In the 1920s, a plague of careless city drivers sent insurance rates soaring for small-town and rural car owners. That imbalance created opportunity, and a few sharp-eyed insurance entrepreneurs created State Farm, Nationwide and USAA to capitalize on it.
As we enter the 2020s, insurers face a broader and more daunting array of challenges than their predecessors did a century ago, from climate change to shifting customer preferences to technological disruption.
A glimpse in the rearview mirror can show today’s leaders a clearer view of the road ahead. Understanding how the insight and enterprise of the 1920s insurance industry can be applied to today’s social-media-driven millennials is a good place to start.
Despite the dearth of paved roads and traffic in the early 1920s, Illinois farmers like George Mecherle were charged as much to insure their cars (a Ford Model T, in Mecherle’s case) as were the dandies careening around urban Chicago. A hard-working farmer whose word was his bond, Mecherle decided to do something about such blatant price gouging, according to Karl Schriftgiesser in “The Farmer from Merna.”
After trying his hand at selling car insurance for a local company in Bloomington, Mecherle became convinced there would be strong demand for policies offered to farmers by an honest insurance company at a fair price. He vowed to build one.
He saw a model in the success of member-owned farm bureau organizations across the Midwest. Working closely with a small group of like-minded insurance pioneers in Bloomington, Mecherle launched the State Farm Mutual Automobile Insurance Company on June 8, 1922.
Seeking to expand their domain a few years later, State Farm leaders met with cooperatives in other states, including the Ohio Farm Bureau. But leaders in that state preferred an Ohio-owned insurer.

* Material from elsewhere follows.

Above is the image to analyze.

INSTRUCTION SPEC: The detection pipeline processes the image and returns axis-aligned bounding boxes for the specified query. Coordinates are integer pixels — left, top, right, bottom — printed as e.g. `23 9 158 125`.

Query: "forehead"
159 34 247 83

The book “On Your Side: The Next Chapter” tells the story of how the Farm Bureau Mutual Automobile Insurance Company, launched in 1926, expanded steadily into towns and cities during the Great Depression, adding fire coverage in late 1933.
The insurer also expanded across state lines. By 1940, it was operating in nine states and the District of Columbia. Based on regulatory concerns, the insurer split off from the Farm Bureau in 1949.
In June 1954, perceiving demand for a product that would weather inflation, the company’s executives made Farm Bureau Mutual the first company to link insurance and equity mutual funds in a retirement package — the first step toward becoming a full-fledged financial services firm. Insurance industry stalwarts were aghast. A year later, the company changed its name to Nationwide Insurance.
The same year that George Mecherle decided there had to be a better way to insure his Model T, a group of Army officers in San Antonio reached a similar conclusion. Like farmers across the country, they were being charged what they considered usurious urban rates for insurance. Frequent transfers between military bases across state lines made it even more difficult to find accident and liability coverage from the state-regulated industry.
So in 1922, the officers formed their own insurer, which they named USAA, as an inter-insurance exchange, meaning they effectively insured each other. Putting solvency and growth prospects above military branch rivalry, the following year, they offered USAA membership to Navy and Marine officers.
USAA membership expanded in good times and bad. In the depths of the Great Depression in 1931, USAA doubled its membership to 30,000. In 1934, membership opened to foreign service and State Department officers.
Home insurance and an expanding array of financial services would be added over the decades, and in 1996, after years of discussion, the insurer took one of the most momentous steps in its history: It expanded membership to include enlisted personnel.
State Farm, Nationwide and USAA were born within a few years of each other during a period of great social and economic change. They each achieved abiding success by creating innovative new models and opening avenues of growth that legacy insurers had failed to discover.
Mecherle took inspiration from an adjacent industry to create an offering that not only presented his target market with a fairer price but also came wrapped in a familiar, comfortable business model. Essentially, he created a new customer experience for a demographic that hadn’t been well served by the industry’s existing infrastructure.
Leaders at Farm Bureau Mutual in Ohio chose to serve their customers’ needs instead of listening to the risk-averse voices in an already risk-averse industry. USAA’s founders circumvented regulatory constraints to serve a class of consumers who had been locked out of the market.
Could State Farm’s origin story point insurance leaders toward new ways to serve consumers who expect to conduct business exclusively on their mobile devices? Could Nationwide’s early years help the industry see the path forward in a changing climate? Could USAA’s founders inspire new ways for insurers to meet the needs of risk-averse and asset-constrained millennials?
The insurance industry, as we know it, was built by people seeking greater protection and security for themselves, their families and their communities. Understanding their stories can help legacy insurers and industry upstarts find connections with their collective past — and find the paths toward a new era of prosperity.